IRU has welcomed the TRAN Committee’s criticism of the European Commission’s proposal to extend the ETS to road transport.
Whilst IRU considers that a well-structured ETS for road could support decarbonisation, we agree with TRAN’s analysis that the European Commission’s proposed text lacks vision and pragmatism. We also agree that the Commission’s impact assessment on ETS is too vague regarding the overall cost effect on the commercial road transport sector.
IRU has suggested crucial changes to EU legislators in order to enable the proposal to achieve its goals. Most notably these include the need for a gradual introduction of the ETS, aligned with technology and charging infrastructure developments; the avoidance of multiple taxation/charging for CO2 emissions; and the reinvestment of revenues earned from ETS for road back into the road transport sector.
Despite our industry’s constructive approach, the political debate has become hostile to the road transport sector. However, our sector is concerned about the real risk of an increased cost base. Transport operators will be penalised if the basic conditions needed to shift to alternative-fuelled vehicles are not in place: zero-emission vehicles are available and affordable in sufficient numbers, and a dense EU network of alternative fuels infrastructure is in place.
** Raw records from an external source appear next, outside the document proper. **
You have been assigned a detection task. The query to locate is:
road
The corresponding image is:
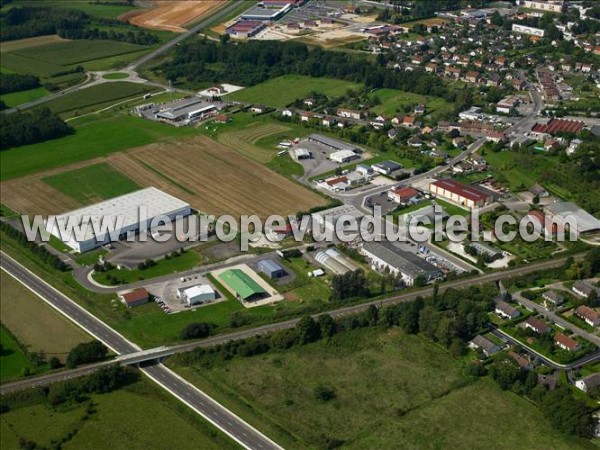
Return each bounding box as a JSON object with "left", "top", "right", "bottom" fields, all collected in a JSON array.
[
  {"left": 0, "top": 252, "right": 282, "bottom": 450},
  {"left": 2, "top": 250, "right": 589, "bottom": 395},
  {"left": 2, "top": 0, "right": 240, "bottom": 114}
]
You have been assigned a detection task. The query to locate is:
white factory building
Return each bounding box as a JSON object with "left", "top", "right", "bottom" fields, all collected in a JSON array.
[
  {"left": 46, "top": 187, "right": 191, "bottom": 253},
  {"left": 177, "top": 284, "right": 216, "bottom": 306}
]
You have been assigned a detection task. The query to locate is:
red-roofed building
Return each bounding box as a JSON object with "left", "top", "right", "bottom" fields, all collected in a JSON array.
[
  {"left": 226, "top": 20, "right": 266, "bottom": 38},
  {"left": 576, "top": 305, "right": 600, "bottom": 327},
  {"left": 120, "top": 288, "right": 149, "bottom": 308},
  {"left": 555, "top": 333, "right": 580, "bottom": 352},
  {"left": 429, "top": 179, "right": 493, "bottom": 209},
  {"left": 531, "top": 118, "right": 584, "bottom": 136},
  {"left": 388, "top": 186, "right": 420, "bottom": 205}
]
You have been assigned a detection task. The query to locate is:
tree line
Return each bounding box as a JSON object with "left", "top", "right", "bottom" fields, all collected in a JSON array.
[
  {"left": 0, "top": 222, "right": 70, "bottom": 272},
  {"left": 1, "top": 6, "right": 157, "bottom": 45},
  {"left": 158, "top": 39, "right": 454, "bottom": 100},
  {"left": 0, "top": 73, "right": 40, "bottom": 94},
  {"left": 0, "top": 107, "right": 72, "bottom": 150}
]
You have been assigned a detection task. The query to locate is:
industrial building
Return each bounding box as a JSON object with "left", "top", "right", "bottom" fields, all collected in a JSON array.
[
  {"left": 308, "top": 134, "right": 361, "bottom": 153},
  {"left": 177, "top": 285, "right": 216, "bottom": 306},
  {"left": 226, "top": 20, "right": 266, "bottom": 38},
  {"left": 372, "top": 160, "right": 402, "bottom": 175},
  {"left": 258, "top": 259, "right": 286, "bottom": 279},
  {"left": 154, "top": 97, "right": 218, "bottom": 123},
  {"left": 241, "top": 4, "right": 293, "bottom": 21},
  {"left": 361, "top": 241, "right": 442, "bottom": 286},
  {"left": 544, "top": 201, "right": 600, "bottom": 234},
  {"left": 521, "top": 0, "right": 566, "bottom": 13},
  {"left": 429, "top": 179, "right": 494, "bottom": 209},
  {"left": 311, "top": 205, "right": 363, "bottom": 234},
  {"left": 512, "top": 24, "right": 545, "bottom": 37},
  {"left": 329, "top": 150, "right": 360, "bottom": 164},
  {"left": 219, "top": 269, "right": 267, "bottom": 301},
  {"left": 46, "top": 187, "right": 191, "bottom": 253},
  {"left": 120, "top": 288, "right": 149, "bottom": 308},
  {"left": 315, "top": 248, "right": 359, "bottom": 275}
]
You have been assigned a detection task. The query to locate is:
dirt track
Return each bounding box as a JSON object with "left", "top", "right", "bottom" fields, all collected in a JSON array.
[{"left": 123, "top": 1, "right": 224, "bottom": 33}]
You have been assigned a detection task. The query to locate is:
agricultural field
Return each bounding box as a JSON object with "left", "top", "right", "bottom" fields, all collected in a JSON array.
[
  {"left": 369, "top": 88, "right": 454, "bottom": 119},
  {"left": 41, "top": 82, "right": 160, "bottom": 117},
  {"left": 0, "top": 86, "right": 50, "bottom": 107},
  {"left": 169, "top": 327, "right": 587, "bottom": 450},
  {"left": 2, "top": 0, "right": 140, "bottom": 19},
  {"left": 228, "top": 75, "right": 363, "bottom": 108},
  {"left": 217, "top": 123, "right": 292, "bottom": 164},
  {"left": 0, "top": 271, "right": 91, "bottom": 363},
  {"left": 43, "top": 162, "right": 141, "bottom": 204},
  {"left": 0, "top": 325, "right": 30, "bottom": 382},
  {"left": 0, "top": 379, "right": 238, "bottom": 450},
  {"left": 0, "top": 115, "right": 198, "bottom": 181},
  {"left": 124, "top": 0, "right": 225, "bottom": 33}
]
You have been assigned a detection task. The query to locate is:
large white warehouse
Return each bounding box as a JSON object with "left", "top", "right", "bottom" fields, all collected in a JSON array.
[{"left": 46, "top": 187, "right": 191, "bottom": 253}]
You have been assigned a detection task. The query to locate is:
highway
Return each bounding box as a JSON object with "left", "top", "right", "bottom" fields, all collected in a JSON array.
[
  {"left": 2, "top": 250, "right": 589, "bottom": 395},
  {"left": 0, "top": 252, "right": 282, "bottom": 450}
]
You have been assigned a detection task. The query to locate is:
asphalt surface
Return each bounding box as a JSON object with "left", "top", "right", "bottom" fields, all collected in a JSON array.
[
  {"left": 2, "top": 251, "right": 588, "bottom": 394},
  {"left": 0, "top": 252, "right": 282, "bottom": 450}
]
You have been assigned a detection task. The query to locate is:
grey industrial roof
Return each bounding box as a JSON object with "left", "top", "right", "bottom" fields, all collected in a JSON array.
[
  {"left": 373, "top": 160, "right": 402, "bottom": 171},
  {"left": 258, "top": 259, "right": 284, "bottom": 273},
  {"left": 545, "top": 201, "right": 600, "bottom": 233},
  {"left": 362, "top": 241, "right": 440, "bottom": 278},
  {"left": 308, "top": 134, "right": 360, "bottom": 152}
]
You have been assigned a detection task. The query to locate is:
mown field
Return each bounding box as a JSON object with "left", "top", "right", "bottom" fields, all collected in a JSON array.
[
  {"left": 41, "top": 82, "right": 160, "bottom": 117},
  {"left": 43, "top": 162, "right": 141, "bottom": 204},
  {"left": 1, "top": 0, "right": 140, "bottom": 20},
  {"left": 0, "top": 115, "right": 198, "bottom": 181},
  {"left": 169, "top": 327, "right": 591, "bottom": 450},
  {"left": 228, "top": 75, "right": 363, "bottom": 108},
  {"left": 369, "top": 88, "right": 454, "bottom": 119},
  {"left": 0, "top": 271, "right": 91, "bottom": 363},
  {"left": 0, "top": 379, "right": 238, "bottom": 450},
  {"left": 0, "top": 86, "right": 50, "bottom": 107}
]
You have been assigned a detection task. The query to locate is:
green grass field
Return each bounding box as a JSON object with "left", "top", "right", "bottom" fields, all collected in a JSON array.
[
  {"left": 0, "top": 325, "right": 30, "bottom": 382},
  {"left": 102, "top": 72, "right": 129, "bottom": 80},
  {"left": 8, "top": 39, "right": 147, "bottom": 67},
  {"left": 0, "top": 115, "right": 198, "bottom": 181},
  {"left": 1, "top": 86, "right": 50, "bottom": 107},
  {"left": 2, "top": 0, "right": 140, "bottom": 19},
  {"left": 169, "top": 327, "right": 592, "bottom": 450},
  {"left": 43, "top": 163, "right": 141, "bottom": 204},
  {"left": 41, "top": 82, "right": 159, "bottom": 117},
  {"left": 369, "top": 88, "right": 454, "bottom": 119},
  {"left": 0, "top": 379, "right": 239, "bottom": 450},
  {"left": 228, "top": 75, "right": 363, "bottom": 108}
]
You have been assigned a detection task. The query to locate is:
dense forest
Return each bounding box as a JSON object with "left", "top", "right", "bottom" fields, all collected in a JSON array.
[
  {"left": 0, "top": 107, "right": 72, "bottom": 150},
  {"left": 0, "top": 6, "right": 158, "bottom": 44},
  {"left": 0, "top": 73, "right": 40, "bottom": 94},
  {"left": 159, "top": 39, "right": 457, "bottom": 100}
]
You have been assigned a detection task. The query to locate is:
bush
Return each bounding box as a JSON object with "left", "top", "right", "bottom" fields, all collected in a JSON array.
[
  {"left": 180, "top": 322, "right": 212, "bottom": 340},
  {"left": 314, "top": 384, "right": 336, "bottom": 402},
  {"left": 66, "top": 341, "right": 108, "bottom": 368}
]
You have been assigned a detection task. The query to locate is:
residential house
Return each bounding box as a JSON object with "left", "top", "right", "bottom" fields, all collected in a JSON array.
[
  {"left": 573, "top": 281, "right": 596, "bottom": 298},
  {"left": 495, "top": 300, "right": 521, "bottom": 320},
  {"left": 465, "top": 71, "right": 481, "bottom": 83},
  {"left": 555, "top": 333, "right": 580, "bottom": 352},
  {"left": 337, "top": 108, "right": 363, "bottom": 120},
  {"left": 281, "top": 109, "right": 294, "bottom": 118},
  {"left": 120, "top": 288, "right": 149, "bottom": 308},
  {"left": 402, "top": 116, "right": 417, "bottom": 128},
  {"left": 469, "top": 335, "right": 501, "bottom": 357},
  {"left": 250, "top": 105, "right": 266, "bottom": 114},
  {"left": 300, "top": 111, "right": 314, "bottom": 122},
  {"left": 542, "top": 290, "right": 565, "bottom": 307},
  {"left": 524, "top": 316, "right": 551, "bottom": 334},
  {"left": 576, "top": 305, "right": 600, "bottom": 327},
  {"left": 575, "top": 373, "right": 600, "bottom": 393},
  {"left": 508, "top": 351, "right": 532, "bottom": 369}
]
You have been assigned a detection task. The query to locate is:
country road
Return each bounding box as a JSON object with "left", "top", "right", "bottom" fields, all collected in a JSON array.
[{"left": 0, "top": 252, "right": 282, "bottom": 450}]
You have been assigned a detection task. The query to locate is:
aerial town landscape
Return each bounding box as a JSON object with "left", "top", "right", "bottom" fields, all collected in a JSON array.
[{"left": 0, "top": 0, "right": 600, "bottom": 448}]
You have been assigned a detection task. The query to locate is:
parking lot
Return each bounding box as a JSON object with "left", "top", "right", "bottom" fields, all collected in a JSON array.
[{"left": 146, "top": 272, "right": 224, "bottom": 314}]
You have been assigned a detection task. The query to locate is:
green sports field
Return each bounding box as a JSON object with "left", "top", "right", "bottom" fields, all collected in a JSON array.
[
  {"left": 43, "top": 163, "right": 141, "bottom": 204},
  {"left": 228, "top": 75, "right": 363, "bottom": 108},
  {"left": 169, "top": 327, "right": 592, "bottom": 450}
]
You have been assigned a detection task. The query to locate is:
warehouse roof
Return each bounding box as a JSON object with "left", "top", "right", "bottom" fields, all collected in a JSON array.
[
  {"left": 362, "top": 241, "right": 440, "bottom": 279},
  {"left": 258, "top": 259, "right": 283, "bottom": 273},
  {"left": 545, "top": 201, "right": 600, "bottom": 233},
  {"left": 219, "top": 269, "right": 266, "bottom": 300},
  {"left": 308, "top": 134, "right": 361, "bottom": 152},
  {"left": 182, "top": 284, "right": 215, "bottom": 299},
  {"left": 431, "top": 179, "right": 490, "bottom": 203},
  {"left": 48, "top": 187, "right": 190, "bottom": 245}
]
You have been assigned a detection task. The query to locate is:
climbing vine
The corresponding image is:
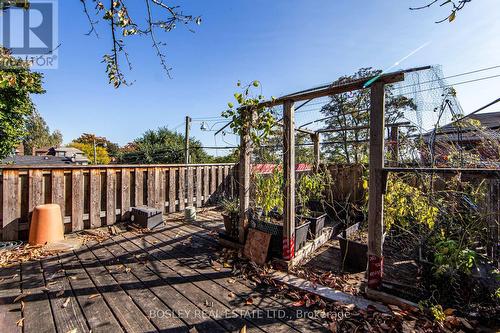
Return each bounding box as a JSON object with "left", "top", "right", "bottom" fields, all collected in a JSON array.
[{"left": 222, "top": 81, "right": 277, "bottom": 146}]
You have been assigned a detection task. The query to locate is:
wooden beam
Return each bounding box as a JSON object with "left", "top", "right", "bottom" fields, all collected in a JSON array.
[
  {"left": 71, "top": 169, "right": 84, "bottom": 231},
  {"left": 311, "top": 133, "right": 321, "bottom": 172},
  {"left": 367, "top": 82, "right": 386, "bottom": 290},
  {"left": 260, "top": 72, "right": 405, "bottom": 108},
  {"left": 283, "top": 100, "right": 296, "bottom": 260}
]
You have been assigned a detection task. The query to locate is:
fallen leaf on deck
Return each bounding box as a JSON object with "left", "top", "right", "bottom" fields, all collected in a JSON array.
[
  {"left": 227, "top": 278, "right": 236, "bottom": 284},
  {"left": 228, "top": 292, "right": 235, "bottom": 298},
  {"left": 16, "top": 318, "right": 24, "bottom": 327},
  {"left": 245, "top": 297, "right": 253, "bottom": 305},
  {"left": 13, "top": 292, "right": 30, "bottom": 303},
  {"left": 20, "top": 300, "right": 25, "bottom": 311},
  {"left": 125, "top": 267, "right": 132, "bottom": 273},
  {"left": 61, "top": 297, "right": 70, "bottom": 308},
  {"left": 188, "top": 327, "right": 198, "bottom": 333},
  {"left": 88, "top": 294, "right": 101, "bottom": 299},
  {"left": 292, "top": 299, "right": 305, "bottom": 307},
  {"left": 239, "top": 325, "right": 247, "bottom": 333},
  {"left": 443, "top": 308, "right": 455, "bottom": 315},
  {"left": 223, "top": 262, "right": 232, "bottom": 268},
  {"left": 66, "top": 328, "right": 77, "bottom": 333}
]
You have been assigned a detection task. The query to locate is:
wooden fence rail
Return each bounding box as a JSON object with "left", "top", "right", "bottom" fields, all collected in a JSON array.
[{"left": 0, "top": 163, "right": 237, "bottom": 241}]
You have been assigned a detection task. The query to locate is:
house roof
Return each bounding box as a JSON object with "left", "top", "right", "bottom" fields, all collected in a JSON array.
[
  {"left": 0, "top": 156, "right": 75, "bottom": 166},
  {"left": 437, "top": 111, "right": 500, "bottom": 134},
  {"left": 423, "top": 111, "right": 500, "bottom": 143}
]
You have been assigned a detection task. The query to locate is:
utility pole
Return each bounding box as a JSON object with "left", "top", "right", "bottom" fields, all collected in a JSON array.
[
  {"left": 93, "top": 137, "right": 97, "bottom": 164},
  {"left": 184, "top": 116, "right": 191, "bottom": 164}
]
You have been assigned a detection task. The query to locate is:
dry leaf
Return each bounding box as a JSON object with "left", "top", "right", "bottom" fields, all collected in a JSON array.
[
  {"left": 245, "top": 297, "right": 253, "bottom": 305},
  {"left": 239, "top": 325, "right": 247, "bottom": 333},
  {"left": 88, "top": 294, "right": 101, "bottom": 299},
  {"left": 188, "top": 327, "right": 198, "bottom": 333},
  {"left": 292, "top": 299, "right": 305, "bottom": 307},
  {"left": 443, "top": 308, "right": 455, "bottom": 316},
  {"left": 66, "top": 329, "right": 77, "bottom": 333},
  {"left": 20, "top": 300, "right": 25, "bottom": 311},
  {"left": 228, "top": 292, "right": 235, "bottom": 298},
  {"left": 328, "top": 321, "right": 337, "bottom": 333},
  {"left": 61, "top": 297, "right": 70, "bottom": 308},
  {"left": 13, "top": 292, "right": 30, "bottom": 303},
  {"left": 227, "top": 278, "right": 236, "bottom": 284},
  {"left": 125, "top": 267, "right": 132, "bottom": 273},
  {"left": 16, "top": 317, "right": 24, "bottom": 327},
  {"left": 223, "top": 262, "right": 232, "bottom": 268}
]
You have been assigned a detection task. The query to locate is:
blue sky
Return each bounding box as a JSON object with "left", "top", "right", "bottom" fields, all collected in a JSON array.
[{"left": 29, "top": 0, "right": 500, "bottom": 152}]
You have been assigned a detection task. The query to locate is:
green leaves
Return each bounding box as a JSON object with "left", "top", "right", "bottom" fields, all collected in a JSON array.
[
  {"left": 221, "top": 80, "right": 276, "bottom": 146},
  {"left": 0, "top": 47, "right": 43, "bottom": 159}
]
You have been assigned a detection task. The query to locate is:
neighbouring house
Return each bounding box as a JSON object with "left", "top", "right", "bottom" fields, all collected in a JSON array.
[
  {"left": 421, "top": 111, "right": 500, "bottom": 166},
  {"left": 1, "top": 146, "right": 90, "bottom": 166}
]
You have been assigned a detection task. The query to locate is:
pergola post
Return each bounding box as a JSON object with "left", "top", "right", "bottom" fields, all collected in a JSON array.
[
  {"left": 367, "top": 82, "right": 385, "bottom": 289},
  {"left": 389, "top": 125, "right": 399, "bottom": 167},
  {"left": 311, "top": 133, "right": 321, "bottom": 172},
  {"left": 238, "top": 109, "right": 252, "bottom": 244},
  {"left": 283, "top": 100, "right": 296, "bottom": 260}
]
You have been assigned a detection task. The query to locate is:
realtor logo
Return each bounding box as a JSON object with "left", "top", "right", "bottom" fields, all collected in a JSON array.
[{"left": 0, "top": 0, "right": 58, "bottom": 68}]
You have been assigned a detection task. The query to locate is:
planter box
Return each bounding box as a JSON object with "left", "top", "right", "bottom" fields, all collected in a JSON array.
[
  {"left": 307, "top": 200, "right": 325, "bottom": 213},
  {"left": 253, "top": 218, "right": 310, "bottom": 258},
  {"left": 338, "top": 223, "right": 367, "bottom": 272},
  {"left": 298, "top": 212, "right": 327, "bottom": 239},
  {"left": 222, "top": 213, "right": 239, "bottom": 240}
]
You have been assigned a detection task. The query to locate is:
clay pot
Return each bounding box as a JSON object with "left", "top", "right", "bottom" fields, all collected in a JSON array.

“There are over one million commercial road transport companies in the EU, 80% of which are SMEs,” says IRU’s EU Advocacy Director Raluca Marian. “They drive about 35 million commercial vehicles, seven million of which are heavy-duty vehicles.
“Even based on the most optimistic forecasts from manufacturers, the production of zero-emission HDVs will not grow fast enough to justify the (almost) immediate enormous taxes and charges that would affect millions of commercial vehicles on the EU’s roads. And without any proceeds from the system being returned to help decarbonisation investments in the sector,” she added.
Given the disappointing direction of the political debate, IRU appreciates the TRAN Committee’s vote to delete the extension of the ETS to road transport. The ongoing surge in fuel prices has added a very heavy burden on road transport, and its users, which makes our sector more than ever adverse to “just another increase”.
IRU urges the European Parliament’s ENVI (Environment, Public Health and Food Safety) Committee, which is the leading committee on this matter, to follow TRAN’s pragmatic vote in its upcoming meeting on this file.